Over the following 48 hours the patients renal function failed to improve, despite best supportive care and although his conscious levels had initially improved, he became increasingly somnolent and uraemic and the decision was made with his wife and son to give him full palliative care support, and he passed away peacefully in hospital.
These sorts of discussions with patients and families are never easy, regardless of how much planning goes into personalized advanced care plans.

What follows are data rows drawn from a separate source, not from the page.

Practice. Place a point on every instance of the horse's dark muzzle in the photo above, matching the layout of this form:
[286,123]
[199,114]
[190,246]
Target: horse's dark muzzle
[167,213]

Whilst in this case the patient stood by the plans he had made, in many cases when faced with the prospect of dying patients change their minds – and they are entitled to do so. The job of Doctors and nurses is not to decide which patients should and should not have renal replacement therapy, it is to arm them with the facts about dialysis therapies and offer them advise about the realities of dialysis for them as individuals. Whilst we might be able to predict to a certain extent who will and who won’t do well on dialysis, based on age, functional status and medical co-morbidity, it is impossible to predict with total accuracy, and patients decisions and wishes should be respected.
It is obviously important that family members are involved in decisions about their relatives care, and whilst no-one would want to cause the family of a sick patient any more distress, it is the patients wishes that are to be maintained above all else.